In the past two years, Eastern Europe and the Middle East have seen more proxy wars than in the previous two decades, and analysts have been looking for the possible puppeteers of the escalation in Karabakh. Unsurprisingly, the first name to come up was Vladimir Putin, who, after a series of stealthy invasions in neighboring countries, has become the usual suspect in everything unseemly happening between the Indian Ocean and the North Pole.

So far, no evidence has emerged to support the theory — though, in principle, the Russian president shouldn’t be averse to an escalation in Karabakh — if not out of the sheer meanness of his heart then in order to disrupt the flow of oil and gas from the Caspian, and also China’s plans of laying a transcontinental route that bypasses Russia.

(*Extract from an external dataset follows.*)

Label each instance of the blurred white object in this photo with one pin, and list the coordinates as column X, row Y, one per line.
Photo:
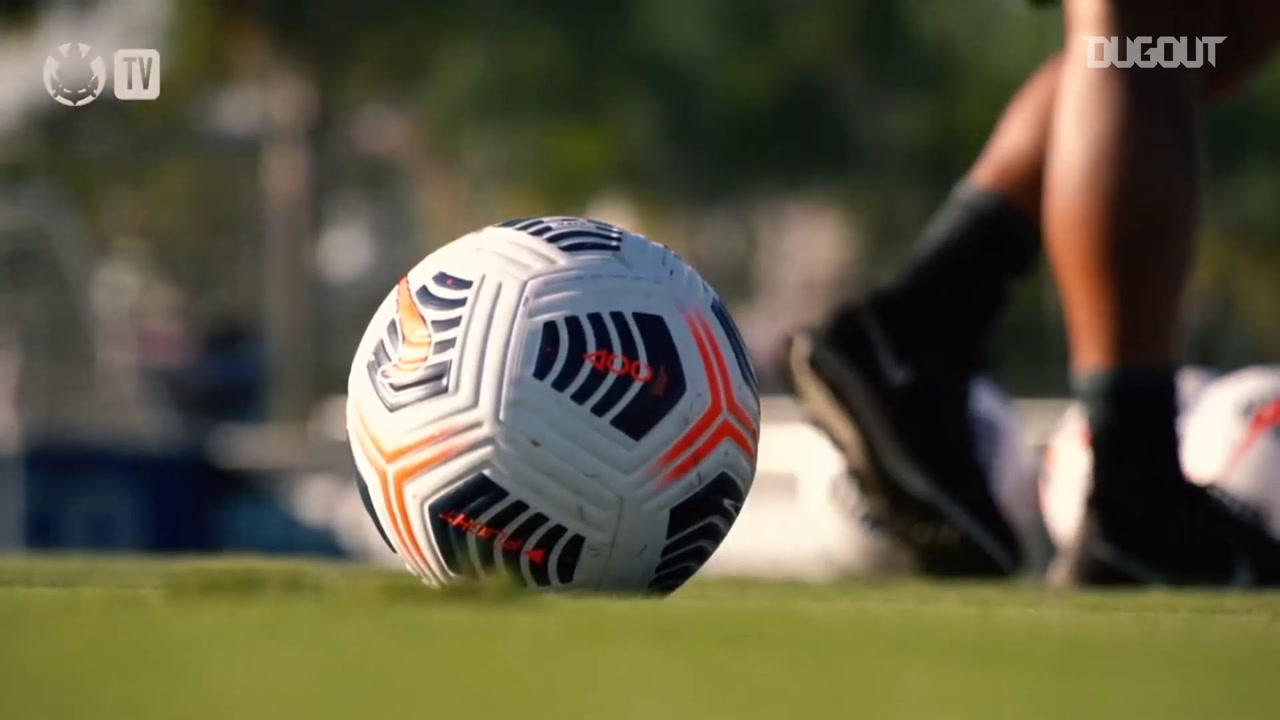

Also, Armenia is Russia’s last remaining ally in the Caucasus. A member state of the Moscow-led Eurasian Economic Union, it hosts a contingent of Russian troops. In the past decade, despite its commitment to Armenia, Moscow has been selling arms to Baku to keep a foothold in the regional energy hub. Now, after the two bitter enemies came to blows again, Russia might have no choice but to side with Armenia — particularly since Kremlin nemesis Turkish President Recep Tayyip Erdogan has announced his unequivocal support for Azerbaijan.

It doesn’t really matter who, strictly speaking, fired the first shot in the Karabakh flare-up. Tensions on the frontier had been mounting for the last six months, since the Russian military intervention in Syria threw the whole region off balance.

The tectonic changes underway in the Middle East encouraged the protagonists of the Karabakh drama to tackle their own “unfinished business.” Relegated to the icebox of international diplomacy for more than 20 years, the conflict is not “frozen” anymore.

Russian-American writer Constantine Pleshakov’s books include The Tsar’s Last Armada: The Epic Journey to the Battle of Tsushima.